The data was absolute, messy, and pathetic. The absolute stability she had felt the day before wasn't a master-class cloaking device—it was the exact opposite. The boy wasn't a spatial sovereign anchoring the planet; he was a genetic dud whose internal mana channels were so fractured and leaky that they were causing localized atmospheric anomalies out of sheer, uncoordinated friction.
*He isn't a hidden god,* Elena thought, a massive wave of relief washing over her. *The sudden gravitational snap yesterday wasn't an attack from him—it must have been a residual feedback loop from Veer Jena's underground forge engines that accidentally synchronized with the boy's broken kinetic leaks. He's just a sickly, hyper-intelligent child who won't survive the awakening process.*
She looked over at Krishak. The boy had dropped his manual slightly, his small chest heaving with a perfectly simulated, slight shortness of breath. He reached for a small glass of warm milk on the side table, his hand trembling just enough to make the glass clink against the ceramic saucer.

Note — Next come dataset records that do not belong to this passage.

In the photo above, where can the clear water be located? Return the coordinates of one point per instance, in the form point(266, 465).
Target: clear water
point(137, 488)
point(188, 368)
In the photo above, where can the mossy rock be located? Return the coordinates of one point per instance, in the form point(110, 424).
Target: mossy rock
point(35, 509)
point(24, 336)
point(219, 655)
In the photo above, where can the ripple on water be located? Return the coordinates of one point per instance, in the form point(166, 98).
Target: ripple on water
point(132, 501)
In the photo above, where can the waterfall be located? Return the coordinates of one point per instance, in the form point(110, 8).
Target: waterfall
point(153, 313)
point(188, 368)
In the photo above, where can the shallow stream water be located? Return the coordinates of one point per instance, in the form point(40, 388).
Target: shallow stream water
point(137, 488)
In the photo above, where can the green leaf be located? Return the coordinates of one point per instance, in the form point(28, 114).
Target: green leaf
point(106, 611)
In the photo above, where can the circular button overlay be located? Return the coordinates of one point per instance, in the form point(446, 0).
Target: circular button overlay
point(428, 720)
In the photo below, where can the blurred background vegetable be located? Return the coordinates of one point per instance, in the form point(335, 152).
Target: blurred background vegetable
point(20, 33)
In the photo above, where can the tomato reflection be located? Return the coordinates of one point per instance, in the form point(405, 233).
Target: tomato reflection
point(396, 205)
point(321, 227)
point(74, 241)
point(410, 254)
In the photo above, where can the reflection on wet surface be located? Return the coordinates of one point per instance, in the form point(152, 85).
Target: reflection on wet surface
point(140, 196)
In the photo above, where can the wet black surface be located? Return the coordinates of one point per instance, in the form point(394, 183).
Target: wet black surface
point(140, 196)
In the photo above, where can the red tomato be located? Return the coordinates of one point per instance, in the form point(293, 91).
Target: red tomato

"Are you alright, young master Krishak?" Elena asked, her voice now carrying a genuine, almost patronizing pity.
Krishak took a small sip of milk, wiping his mouth with his sleeve. He looked up at her with wide, tired, and perfectly innocent eyes. "Yes, Tutor Elena. Sometimes... the air just feels very heavy when I read too much."
"You should rest, then," Elena said softly, turning back to Luna with entirely renewed confidence. The fear that had paralyzed her since yesterday completely dissolved. She was no longer in danger. The Jena Clan was just a powerful family hiding a tragic, broken heir.
From the corner of the room, Krishak lowered his head back into his book, the pale, fragile expression instantly vanishing from his face. Behind the heavy paper pages, his dark lips curled into a cold, terrifyingly sharp smile.
High above the clouds, the Association data-banks would receive the report within the hour. Director Vance would read the analysis, cross-reference it with the defective kinetic signatures, and archive the Jena Clan as a declining asset, shifting their focus away from the coastal valley entirely.
The trap had worked flawlessly. The mouse had eaten the cheese, and she was now happily singing to the cats outside.